Amérique latine: changer le monde en prenant le pouvoir

Amérique latine: changer le monde en prenant le pouvoir

Tariq Ali est un militant politique de longue date, réalisateur de films, auteur de nombreux livres. Il est né à Lahore, au Pakistan, et vit aujourd’hui à Londres, en Angleterre, où il est l’un des éditeurs de la New Left Review. Parmi ses ouvrages politiques les plus récents: Le Choc des fondamentalismes et Bush à Babylone: la recolonisation de l’Irak. Claudia Jardim and Jonah Gindin se sont entretenus avec lui, le 22 juillet, à l’occasion de sa visite à Caracas, au Venezuela, où il a participé à la présentation d’une déclaration de soutien signée par de nombreux intellectuels brésiliens*.

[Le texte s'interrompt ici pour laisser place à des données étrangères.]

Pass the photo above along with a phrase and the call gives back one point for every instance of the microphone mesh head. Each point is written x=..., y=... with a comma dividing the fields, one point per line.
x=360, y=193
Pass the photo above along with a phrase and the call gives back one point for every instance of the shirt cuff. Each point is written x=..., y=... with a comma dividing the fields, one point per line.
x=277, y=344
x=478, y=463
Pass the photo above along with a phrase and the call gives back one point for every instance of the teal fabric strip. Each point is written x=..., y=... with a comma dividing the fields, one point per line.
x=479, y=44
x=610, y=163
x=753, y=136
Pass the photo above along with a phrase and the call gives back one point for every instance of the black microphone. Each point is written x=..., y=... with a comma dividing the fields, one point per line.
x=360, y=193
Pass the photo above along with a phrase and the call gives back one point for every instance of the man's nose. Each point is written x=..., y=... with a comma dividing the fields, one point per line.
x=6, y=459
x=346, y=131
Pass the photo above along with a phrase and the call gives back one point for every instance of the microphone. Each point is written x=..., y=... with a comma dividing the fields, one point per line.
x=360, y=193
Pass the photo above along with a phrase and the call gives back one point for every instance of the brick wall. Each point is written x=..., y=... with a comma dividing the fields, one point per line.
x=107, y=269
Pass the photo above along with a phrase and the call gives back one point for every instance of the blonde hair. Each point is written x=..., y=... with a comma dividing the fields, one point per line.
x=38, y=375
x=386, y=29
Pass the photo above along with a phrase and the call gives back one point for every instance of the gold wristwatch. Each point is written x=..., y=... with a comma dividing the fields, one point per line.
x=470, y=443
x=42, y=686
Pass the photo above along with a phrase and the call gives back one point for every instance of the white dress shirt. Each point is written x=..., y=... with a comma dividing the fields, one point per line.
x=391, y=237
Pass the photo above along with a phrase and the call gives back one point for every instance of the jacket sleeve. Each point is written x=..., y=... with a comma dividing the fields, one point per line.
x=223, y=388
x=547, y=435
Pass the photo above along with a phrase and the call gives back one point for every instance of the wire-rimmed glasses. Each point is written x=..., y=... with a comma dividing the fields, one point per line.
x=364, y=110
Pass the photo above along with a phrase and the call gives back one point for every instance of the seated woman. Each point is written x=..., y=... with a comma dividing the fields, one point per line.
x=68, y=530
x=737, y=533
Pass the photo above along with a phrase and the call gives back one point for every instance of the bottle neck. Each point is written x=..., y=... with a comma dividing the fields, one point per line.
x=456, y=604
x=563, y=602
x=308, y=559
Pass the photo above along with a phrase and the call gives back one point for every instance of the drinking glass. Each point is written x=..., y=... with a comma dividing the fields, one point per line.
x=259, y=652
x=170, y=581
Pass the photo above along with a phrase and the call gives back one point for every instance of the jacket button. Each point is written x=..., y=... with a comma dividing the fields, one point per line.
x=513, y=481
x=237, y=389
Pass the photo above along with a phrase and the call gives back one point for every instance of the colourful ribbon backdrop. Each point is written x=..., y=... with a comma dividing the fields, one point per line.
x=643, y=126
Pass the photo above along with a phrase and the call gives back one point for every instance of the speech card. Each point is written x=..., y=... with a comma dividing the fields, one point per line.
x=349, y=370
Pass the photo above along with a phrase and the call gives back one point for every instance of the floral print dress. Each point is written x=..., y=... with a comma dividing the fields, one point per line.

Comment expliques-tu l’explosion des mouvements sociaux contre le néolibéralisme en Amérique latine?

Je pense que la raison de cela c’est que l’Amérique latine a été utilisée depuis très très longtemps comme un laboratoire par les Etats-Unis. Tout ce que les Etats-Unis ont voulu, il l’ont expérimenté d’abord en Amérique latine. Lorsqu’ils ont voulu (…) écraser les mouvements populaires en mettant en selle des dictatures militaires, ils l’ont fait d’abord en Amérique latine: Brésil, Argentine, Chili; trois des plus brutales dictatures que nous ayons connues. Ensuite, après l’effondrement de ‘l’ennemi communiste’, ils ont relâché la pression sur le plan politique, tout en renforçant leur emprise économique sur l’Amérique latine. Ils prétendaient que ‘c’était le seul moyen d’aller de l’avant’. On peut résumer cela ainsi: son laboratoire est le premier à se rebeller contre l’Empire américain. Il y a tant de processus différents et intéressants en Amérique latine, que je pense que là où la gauche est faible c’est dans sa capacité à les lier entre eux pour se refonder à l’échelle latino-américaine. (…)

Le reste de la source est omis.